I think that this educational mission will be the journey’s real legacy. Nothing would make me happier than to leave a multicultural community of thoughtful storytellers in my wake. In that way, the journey continues via others long after I hang up my boots in Tierra del Fuego.
I think walking teaches about the world in an ideal way. The horizons are earned. You live within your body’s limitations – marking progress by the length of your stride. It keeps you grounded, humble. Like a lot of things that are good in life – love, friendship, food, conversation – the slowness of it is essential. There is a sort of sacrament of days. You wake up, have a cup of tea, pack your rucksack and move on. At sunset you carry out this process in reverse, savouring it.
Walking reacquaints you with the forgotten ceremonies of arrivals and departures. These are daily rituals that motorised transport, speed, schedules, have obliterated. And you wake up to every sky not knowing where you will sleep next, yet with a steadying directionality to your life: east. You experience a continuity in life that I think must have been our original state. The world slides by, your waking hours balance between alertness and daydreaming.
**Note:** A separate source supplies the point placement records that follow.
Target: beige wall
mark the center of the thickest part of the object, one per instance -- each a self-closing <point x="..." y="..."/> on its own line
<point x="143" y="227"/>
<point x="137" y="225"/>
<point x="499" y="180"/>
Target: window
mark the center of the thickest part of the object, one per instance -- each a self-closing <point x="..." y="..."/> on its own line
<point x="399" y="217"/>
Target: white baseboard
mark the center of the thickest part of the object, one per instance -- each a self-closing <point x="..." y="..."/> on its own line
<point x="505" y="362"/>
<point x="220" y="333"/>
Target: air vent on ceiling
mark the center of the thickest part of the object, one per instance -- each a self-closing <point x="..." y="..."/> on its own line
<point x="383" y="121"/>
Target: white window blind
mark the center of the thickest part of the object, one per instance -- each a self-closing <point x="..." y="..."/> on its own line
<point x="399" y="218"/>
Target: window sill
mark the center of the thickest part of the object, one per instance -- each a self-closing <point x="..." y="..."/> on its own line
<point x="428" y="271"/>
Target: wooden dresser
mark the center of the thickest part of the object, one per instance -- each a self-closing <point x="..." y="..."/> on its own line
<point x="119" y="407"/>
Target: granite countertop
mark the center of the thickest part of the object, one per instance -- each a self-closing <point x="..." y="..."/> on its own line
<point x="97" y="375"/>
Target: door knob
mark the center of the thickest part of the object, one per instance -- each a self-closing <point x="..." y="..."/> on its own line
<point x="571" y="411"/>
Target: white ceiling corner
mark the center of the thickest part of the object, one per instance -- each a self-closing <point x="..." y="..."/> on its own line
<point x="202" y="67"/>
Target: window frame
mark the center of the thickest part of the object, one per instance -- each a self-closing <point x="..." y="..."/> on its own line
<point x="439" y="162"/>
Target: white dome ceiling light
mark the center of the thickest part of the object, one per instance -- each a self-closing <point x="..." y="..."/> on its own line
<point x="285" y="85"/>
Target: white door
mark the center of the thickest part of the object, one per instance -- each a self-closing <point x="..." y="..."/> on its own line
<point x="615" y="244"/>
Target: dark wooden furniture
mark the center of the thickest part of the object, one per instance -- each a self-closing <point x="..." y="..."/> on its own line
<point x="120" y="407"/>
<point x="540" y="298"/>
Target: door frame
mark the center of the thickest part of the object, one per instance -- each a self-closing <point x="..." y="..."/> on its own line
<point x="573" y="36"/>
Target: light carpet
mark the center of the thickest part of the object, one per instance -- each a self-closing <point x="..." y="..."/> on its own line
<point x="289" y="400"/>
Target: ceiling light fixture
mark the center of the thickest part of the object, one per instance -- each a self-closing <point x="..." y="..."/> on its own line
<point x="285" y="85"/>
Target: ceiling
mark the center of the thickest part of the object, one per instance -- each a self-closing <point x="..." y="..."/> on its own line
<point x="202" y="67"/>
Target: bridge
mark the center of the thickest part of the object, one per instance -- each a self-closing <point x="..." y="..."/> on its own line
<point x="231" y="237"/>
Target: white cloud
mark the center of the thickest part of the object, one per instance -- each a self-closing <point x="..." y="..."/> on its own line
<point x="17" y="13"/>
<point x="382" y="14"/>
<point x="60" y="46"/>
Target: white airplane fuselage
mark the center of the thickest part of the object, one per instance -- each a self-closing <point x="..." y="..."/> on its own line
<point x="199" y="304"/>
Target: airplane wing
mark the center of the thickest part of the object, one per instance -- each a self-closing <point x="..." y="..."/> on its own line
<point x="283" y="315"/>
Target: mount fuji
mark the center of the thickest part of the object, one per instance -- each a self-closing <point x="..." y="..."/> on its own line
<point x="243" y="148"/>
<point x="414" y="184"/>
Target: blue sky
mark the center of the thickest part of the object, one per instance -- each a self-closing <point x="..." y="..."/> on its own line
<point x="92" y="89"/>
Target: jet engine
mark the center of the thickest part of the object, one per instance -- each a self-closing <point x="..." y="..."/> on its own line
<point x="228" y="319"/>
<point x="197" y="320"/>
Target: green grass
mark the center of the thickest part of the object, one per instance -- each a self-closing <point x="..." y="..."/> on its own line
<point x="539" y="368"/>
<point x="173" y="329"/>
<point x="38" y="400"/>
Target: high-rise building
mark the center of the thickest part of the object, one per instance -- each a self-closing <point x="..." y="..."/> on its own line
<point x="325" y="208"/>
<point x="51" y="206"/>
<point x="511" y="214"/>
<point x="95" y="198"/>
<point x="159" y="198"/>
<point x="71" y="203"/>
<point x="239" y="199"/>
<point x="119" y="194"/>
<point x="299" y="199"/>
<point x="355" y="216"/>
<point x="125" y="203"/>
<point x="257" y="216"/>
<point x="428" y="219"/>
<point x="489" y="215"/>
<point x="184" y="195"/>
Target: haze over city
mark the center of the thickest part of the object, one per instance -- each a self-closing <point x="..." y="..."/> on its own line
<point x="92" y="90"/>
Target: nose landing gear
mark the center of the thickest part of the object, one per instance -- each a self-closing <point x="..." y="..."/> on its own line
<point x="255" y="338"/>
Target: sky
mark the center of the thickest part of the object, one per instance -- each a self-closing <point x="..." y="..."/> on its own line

Around 60,000 to 70,000 years ago, when the first modern humans began roaming out of Africa in earnest, the main obstacles were deserts or oceans or ice caps. For me, the big hurdles today are artificial – political borders. I wasn’t able to get a visa to walk through Iran or Turkmenistan, two countries that are important centres of human migration and culture. I walked around them.
Now I’m waiting for borders closed by the pandemic to reopen, hopefully in the month or two. Then I’ll walk from Myanmar to China.